The code will be collected from the phones of motorists and used to compile data about vehicle movements in the city.

The data will be used to do things such as changing traffic light sequences and to plan road improvemen­ts and junction re-designs so that traffic flows more smoothly.

Members of the public would only be able to opt out of the new system by turning off the Bluetooth and wi- fi on their phones.

The system will also collect data about weather patterns so that traffic light sequences can be changed to make traffic move more efficientl­y in different weather conditions.

A grant of £450,000 from the Department for Transport will fund a pilot scheme, launched this month, on the A59 entering York.

This will then expand across the city, funded by £2.85million from the Government.

If the scheme is successful it could be extended across the country. The council said the project was made possible because of the ultrafast fibre broadband in the city.

Ian Gillies, leader of the city council, said the plans will make York ‘one of the most advanced cities in the country’.

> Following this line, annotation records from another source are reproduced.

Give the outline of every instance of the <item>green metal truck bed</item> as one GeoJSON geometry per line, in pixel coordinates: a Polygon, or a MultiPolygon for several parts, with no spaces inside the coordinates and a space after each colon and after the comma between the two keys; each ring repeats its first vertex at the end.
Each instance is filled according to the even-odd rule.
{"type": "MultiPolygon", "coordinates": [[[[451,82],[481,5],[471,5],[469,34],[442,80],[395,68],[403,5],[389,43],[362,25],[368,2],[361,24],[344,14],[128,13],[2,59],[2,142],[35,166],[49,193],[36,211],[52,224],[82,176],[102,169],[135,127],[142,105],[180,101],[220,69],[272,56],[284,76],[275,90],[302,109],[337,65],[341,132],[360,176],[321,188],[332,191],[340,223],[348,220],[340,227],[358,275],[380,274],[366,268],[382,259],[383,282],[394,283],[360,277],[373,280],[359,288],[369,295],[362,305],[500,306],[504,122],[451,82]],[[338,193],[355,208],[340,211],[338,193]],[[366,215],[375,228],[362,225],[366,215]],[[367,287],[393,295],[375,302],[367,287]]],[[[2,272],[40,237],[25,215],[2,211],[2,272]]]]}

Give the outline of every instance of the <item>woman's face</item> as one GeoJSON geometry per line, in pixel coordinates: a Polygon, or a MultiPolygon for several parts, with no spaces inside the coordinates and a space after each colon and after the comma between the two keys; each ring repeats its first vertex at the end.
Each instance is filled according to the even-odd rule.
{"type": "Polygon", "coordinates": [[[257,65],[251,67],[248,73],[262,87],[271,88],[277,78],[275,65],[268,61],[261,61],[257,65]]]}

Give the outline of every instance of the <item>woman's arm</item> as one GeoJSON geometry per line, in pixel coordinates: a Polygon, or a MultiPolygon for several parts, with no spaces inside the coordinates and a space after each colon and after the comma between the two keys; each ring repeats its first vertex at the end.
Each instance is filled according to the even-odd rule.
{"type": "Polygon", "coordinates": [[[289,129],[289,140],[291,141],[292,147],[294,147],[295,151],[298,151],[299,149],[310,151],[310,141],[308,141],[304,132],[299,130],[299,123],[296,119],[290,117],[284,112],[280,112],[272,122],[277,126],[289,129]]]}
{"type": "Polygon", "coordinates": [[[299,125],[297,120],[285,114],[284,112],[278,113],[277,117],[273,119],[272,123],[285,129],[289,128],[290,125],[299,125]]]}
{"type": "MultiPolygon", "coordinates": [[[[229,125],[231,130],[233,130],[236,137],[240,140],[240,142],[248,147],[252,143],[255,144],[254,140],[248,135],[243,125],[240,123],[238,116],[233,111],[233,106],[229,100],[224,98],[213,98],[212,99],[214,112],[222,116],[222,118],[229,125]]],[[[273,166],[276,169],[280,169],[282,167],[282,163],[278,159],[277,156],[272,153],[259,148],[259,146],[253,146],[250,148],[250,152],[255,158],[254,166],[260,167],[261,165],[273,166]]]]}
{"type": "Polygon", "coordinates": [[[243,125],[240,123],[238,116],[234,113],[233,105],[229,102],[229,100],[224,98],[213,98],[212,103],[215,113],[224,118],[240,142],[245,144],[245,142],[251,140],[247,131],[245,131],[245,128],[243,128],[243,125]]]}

He said: ‘Being able to build things like traffic light signalling based on the journeys people really make every day will mean better decisions, less congestion and improved air quality. We can’t simply build more roads in the city, so this is a really innovative way to get the city moving as efficientl­y as possible.’

The council said the data ‘will be stored in a secure cloud subject to UK government security principles’ and will ‘fully comply with data protection regulation­s’.

Peter Dew, another city councillor, told The Daily Telegraph: ‘Our famous historic city hasn’t got the space for more roads, so we have to use technology as much as tarmac to get our network fit for the whole of the 21st century.

‘ What happens on York’s roads over the next couple of years will help to define how traffic is managed in the UK. This is a genuinely pioneering approach to making our roads safer and air cleaner.’

A DfT spokesman said: ‘ We are always looking at ways to use technology to revolution­ise the way we travel.

‘ That’s why we invested £3million in this innovative scheme in York, which will help us to explore how vehicle technology can be used to improve road networks for drivers.